FACS payslips & Workcover certificates

Pre-accident

  1. As a result of the work incident on 31 March 2014, the Plaintiff became totally incapacitated for work from 1 April 2014 until 2 May 2014 by which date he had recovered and was certified fit to resume employment which he did (JCB 517, 520 and 523). Between the 17 May and 11 July 2014 he was certified fit to work with restrictions on lifting up to 5 kg (JCB 529, 533 and 536).

  2. On 21 June 2014, the plaintiff was certified up to 11 July 2014 to be able to work 16 hours a week (JCB 536) and this regime was increased to 25 hours per week on 12 July 2014 with the lifting restriction being increased to 7 kgs.

  3. The last Workcover Medical Certificate consequent to the neck injury covers the period 26 July to 8 August 2014 with the Plaintiff certified to undertake work duties of 25 hours a week with lifting restriction of between 7 and 10 kgs if tolerable (JCB 543).

  4. On 23 July 2015, when Dr Stubbs examined the plaintiff at the workers compensation insurer’s request, the practitioner recommended that the plaintiff be sent back to work as soon as possible, on clerical duties, leaving him at his prior hours, which he understood to be in the region of 65 hours a fortnight.

  5. The plaintiff was certified from 16 hours a week up to 21 hours a week by Dr Imran on 6t August 2015, being 7 hours a day on 3 days a week. The Plaintiff then worked a shift of 5 hours on 15t August 2015 (JCB 372) this being 14 days prior to the subject motor vehicle accident.

Post-accident

  1. On 31 August 2015, the plaintiff attended on Dr Imran, two days after the subject accident. On that day the GP provided a WorkCover Certificate stating the plaintiff was fit to work 24 hours per week from 31 August 2015 to 27 September 2015 performing ‘suitable duties and one additional shift of 10 hours night shift per week as per Warren’s capacity.”

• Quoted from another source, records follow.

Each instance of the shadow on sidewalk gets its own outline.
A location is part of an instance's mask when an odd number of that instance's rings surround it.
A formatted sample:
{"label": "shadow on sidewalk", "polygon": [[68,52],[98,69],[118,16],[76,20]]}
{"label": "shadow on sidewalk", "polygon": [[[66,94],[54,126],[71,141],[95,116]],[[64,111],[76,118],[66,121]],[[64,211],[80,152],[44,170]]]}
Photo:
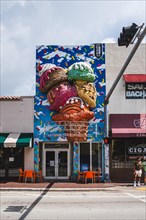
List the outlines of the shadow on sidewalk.
{"label": "shadow on sidewalk", "polygon": [[23,215],[18,220],[24,220],[26,216],[31,212],[31,210],[40,202],[40,200],[46,195],[48,190],[54,185],[54,182],[51,182],[47,185],[47,187],[43,190],[41,195],[31,204],[31,206],[24,212]]}

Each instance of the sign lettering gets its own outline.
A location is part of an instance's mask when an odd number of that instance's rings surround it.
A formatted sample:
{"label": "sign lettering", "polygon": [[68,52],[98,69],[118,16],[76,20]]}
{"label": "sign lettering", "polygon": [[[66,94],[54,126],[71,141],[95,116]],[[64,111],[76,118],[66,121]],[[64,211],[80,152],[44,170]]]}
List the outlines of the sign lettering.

  2. The payslip for the period 28 August 2015 to 10 September 2015 discloses the plaintiff worked 11 hours, comprising an 8 hour shift on 31 August 2015 and a 3 hour shift on 1 September 2015.

  3. In the following fortnight, from 11 September 2015 to 24 September 2015 the plaintiff’s work hours worked increased to 32.5 hours for the fortnight. In the following pay period, for the fortnight 25 September 2015 to 8 October 2015 the plaintiff worked 39 hours.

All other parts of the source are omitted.